「amazon go」を再び訪れて中内功さんの先見性を思う
故中内功さん。
ダイエー創業者で、
間違いなく日本流通業の革新者。
「私にとって、
キャッシュレジスターの響きは、
この世で最高の音楽である」
amazon goには、
このレジスターの音がない。
「あの世から中内さんを呼び戻して、
感想を聞きたい」
朝のセミナーで私はそう言った。
今回は3泊5日の短期研修。
万代の取引先の勉強会。
中内さんの言葉を引用して、
まずはamazon goの意味を、
私なりに語った。
最新の店舗、最新のシステム、
最新の考え方。
聴く側も真剣だ。
もちろんキャッシュレス化と、
レジレス化の考え方も、
きれいに整理して語った。
もちろんアメリカ流通業を、
鳥の目、魚の目で語る。
多分、私にしかできない講義だ。
そしてシアトル3日目の夕方。
再びamazon goを訪れた。
こんな歴史的な店を、
一度見ただけで、
日本に帰るのはもったいない。
もしそんなツアーがあったなら、
物見遊山に違いない。
何度も訪れる。
そして新しい発見がある。
ウィークエンドにもオープンしている。
アプリを起動して入店する。
No Lines.
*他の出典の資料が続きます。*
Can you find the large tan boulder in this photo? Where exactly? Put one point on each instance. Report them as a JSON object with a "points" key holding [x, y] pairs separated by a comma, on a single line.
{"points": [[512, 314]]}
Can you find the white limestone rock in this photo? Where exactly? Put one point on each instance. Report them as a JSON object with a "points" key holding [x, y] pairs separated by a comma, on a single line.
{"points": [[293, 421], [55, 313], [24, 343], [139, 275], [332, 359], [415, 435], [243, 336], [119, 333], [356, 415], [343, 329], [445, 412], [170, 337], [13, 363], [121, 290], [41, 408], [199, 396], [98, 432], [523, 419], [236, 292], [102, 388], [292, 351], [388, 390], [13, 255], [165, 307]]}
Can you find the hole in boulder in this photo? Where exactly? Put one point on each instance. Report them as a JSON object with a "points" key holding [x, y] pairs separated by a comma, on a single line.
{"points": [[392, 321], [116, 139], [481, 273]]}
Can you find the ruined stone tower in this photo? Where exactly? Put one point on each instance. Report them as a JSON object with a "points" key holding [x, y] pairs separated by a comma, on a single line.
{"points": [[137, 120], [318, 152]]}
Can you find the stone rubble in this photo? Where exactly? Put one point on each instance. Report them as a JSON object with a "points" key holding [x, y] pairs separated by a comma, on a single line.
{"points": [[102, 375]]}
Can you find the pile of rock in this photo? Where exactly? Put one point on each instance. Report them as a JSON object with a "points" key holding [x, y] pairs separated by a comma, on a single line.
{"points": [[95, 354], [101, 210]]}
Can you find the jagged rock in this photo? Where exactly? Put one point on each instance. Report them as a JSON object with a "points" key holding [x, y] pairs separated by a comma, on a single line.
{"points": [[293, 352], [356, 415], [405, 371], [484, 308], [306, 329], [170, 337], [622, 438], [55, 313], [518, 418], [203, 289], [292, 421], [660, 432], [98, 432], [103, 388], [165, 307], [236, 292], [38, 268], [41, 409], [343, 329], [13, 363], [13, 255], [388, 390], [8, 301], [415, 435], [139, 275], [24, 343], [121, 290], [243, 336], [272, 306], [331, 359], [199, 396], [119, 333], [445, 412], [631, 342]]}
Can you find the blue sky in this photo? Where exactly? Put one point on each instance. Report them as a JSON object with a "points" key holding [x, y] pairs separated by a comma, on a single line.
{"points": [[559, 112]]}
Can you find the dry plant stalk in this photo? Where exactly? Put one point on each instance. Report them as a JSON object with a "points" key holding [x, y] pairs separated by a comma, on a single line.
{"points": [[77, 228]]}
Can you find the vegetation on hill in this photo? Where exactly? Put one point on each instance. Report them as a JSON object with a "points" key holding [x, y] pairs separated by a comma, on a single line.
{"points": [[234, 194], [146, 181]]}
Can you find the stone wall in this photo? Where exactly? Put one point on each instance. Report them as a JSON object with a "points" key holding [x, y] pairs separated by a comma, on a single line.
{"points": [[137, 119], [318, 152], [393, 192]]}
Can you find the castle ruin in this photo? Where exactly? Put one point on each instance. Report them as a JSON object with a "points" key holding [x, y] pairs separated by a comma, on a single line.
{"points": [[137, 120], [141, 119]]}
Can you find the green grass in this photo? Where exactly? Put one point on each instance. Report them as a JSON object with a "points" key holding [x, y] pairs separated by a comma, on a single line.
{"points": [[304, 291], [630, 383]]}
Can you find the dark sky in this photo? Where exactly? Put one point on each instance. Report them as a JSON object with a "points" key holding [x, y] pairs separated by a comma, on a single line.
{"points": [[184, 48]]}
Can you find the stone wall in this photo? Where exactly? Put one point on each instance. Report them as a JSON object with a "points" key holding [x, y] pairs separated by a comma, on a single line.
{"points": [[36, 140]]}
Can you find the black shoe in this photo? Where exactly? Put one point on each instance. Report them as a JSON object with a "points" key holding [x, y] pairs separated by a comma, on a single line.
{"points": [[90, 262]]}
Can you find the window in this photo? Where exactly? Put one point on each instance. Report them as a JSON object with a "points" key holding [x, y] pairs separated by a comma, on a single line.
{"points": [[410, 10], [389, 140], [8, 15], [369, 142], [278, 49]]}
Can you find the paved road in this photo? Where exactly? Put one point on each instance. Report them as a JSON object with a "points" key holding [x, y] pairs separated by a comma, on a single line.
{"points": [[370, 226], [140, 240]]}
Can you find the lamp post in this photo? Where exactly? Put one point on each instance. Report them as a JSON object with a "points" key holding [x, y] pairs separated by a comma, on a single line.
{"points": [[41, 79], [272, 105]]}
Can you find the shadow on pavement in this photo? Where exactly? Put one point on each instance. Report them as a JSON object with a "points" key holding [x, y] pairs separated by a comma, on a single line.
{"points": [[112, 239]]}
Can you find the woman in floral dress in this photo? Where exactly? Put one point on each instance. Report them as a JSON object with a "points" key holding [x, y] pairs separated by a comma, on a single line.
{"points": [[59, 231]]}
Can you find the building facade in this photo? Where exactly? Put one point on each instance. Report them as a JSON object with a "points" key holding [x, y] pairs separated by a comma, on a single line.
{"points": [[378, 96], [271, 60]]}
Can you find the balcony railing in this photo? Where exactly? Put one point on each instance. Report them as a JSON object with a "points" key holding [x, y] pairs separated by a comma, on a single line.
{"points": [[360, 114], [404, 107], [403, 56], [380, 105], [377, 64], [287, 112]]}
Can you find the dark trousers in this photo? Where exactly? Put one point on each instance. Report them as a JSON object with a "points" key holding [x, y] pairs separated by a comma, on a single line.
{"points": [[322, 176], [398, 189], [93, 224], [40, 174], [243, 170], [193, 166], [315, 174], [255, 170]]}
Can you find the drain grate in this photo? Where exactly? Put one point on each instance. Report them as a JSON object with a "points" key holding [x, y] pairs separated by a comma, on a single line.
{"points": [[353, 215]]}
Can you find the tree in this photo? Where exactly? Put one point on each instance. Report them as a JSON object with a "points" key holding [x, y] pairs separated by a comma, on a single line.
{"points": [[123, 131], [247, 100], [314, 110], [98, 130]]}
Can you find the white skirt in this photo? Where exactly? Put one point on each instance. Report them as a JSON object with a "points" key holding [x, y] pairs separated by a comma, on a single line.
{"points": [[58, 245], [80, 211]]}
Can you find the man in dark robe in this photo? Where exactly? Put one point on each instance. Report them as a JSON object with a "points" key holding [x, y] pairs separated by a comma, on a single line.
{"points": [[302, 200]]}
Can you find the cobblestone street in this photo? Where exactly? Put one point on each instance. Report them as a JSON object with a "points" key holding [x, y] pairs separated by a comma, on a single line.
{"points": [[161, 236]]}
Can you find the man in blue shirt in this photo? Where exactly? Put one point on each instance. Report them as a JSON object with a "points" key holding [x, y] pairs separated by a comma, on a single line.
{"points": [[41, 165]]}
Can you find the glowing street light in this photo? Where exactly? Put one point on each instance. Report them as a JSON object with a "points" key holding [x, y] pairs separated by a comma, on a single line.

No Checkout.
店舗の前に、
ガラス越しに調理場が見える。
ここでサンドイッチや調理品など、
フレッシュな商品をつくっている。
スマホをかざして入場。
入り口ゲートの前の長四角。
その向こうに奥の長四角の売場が続く。
ベジーバーガーなどの商品は品切れ。
これです。
テスコやウェグマンズが開発している。
別に珍しい商品ではない。
ビスケットも買った。
リーチインケースは商品が満載。
店員が盛んに議論している。
今回はアマゾンのバッグを使わず、
ポケットに入れることにしていた。
「万引き気分」を味わうため。
それでも、きちんと、
清算されていた。
万引きはできない。
かつてローソンが5000店に達したとき、
5000店目の横浜の岡沢町店の記念イベントに、
中内さんがやってきた。
当時はダイエーが親会社だった。
そのダイエーの社長が中内さんだった。
そしてコンビニエンスストアの特長を、
一言で語った。
「商品を手に取って、
5歩か10歩でレジに行ける。
これがコンビニの優越性だ」
私はさすがだと感心した。
しかしこのamazon goは、
ゲートから入って、
5歩でサンドイッチの売場に着く。
そして5歩でゲートを出て、
その購入が完了する。
私は歩測した。
コンビニのようにレジで、
清算をする必要はない。
中内さんが見抜いた、
究極のファステストストア。
Fastest Store。
それがamazon goなのだ。
Fastest Storeは、
ファストフードよりも、
ファストだ。
もちろんコンビニエンスストアよりも、
はるかにファストだ。
それがamazon goなのだ。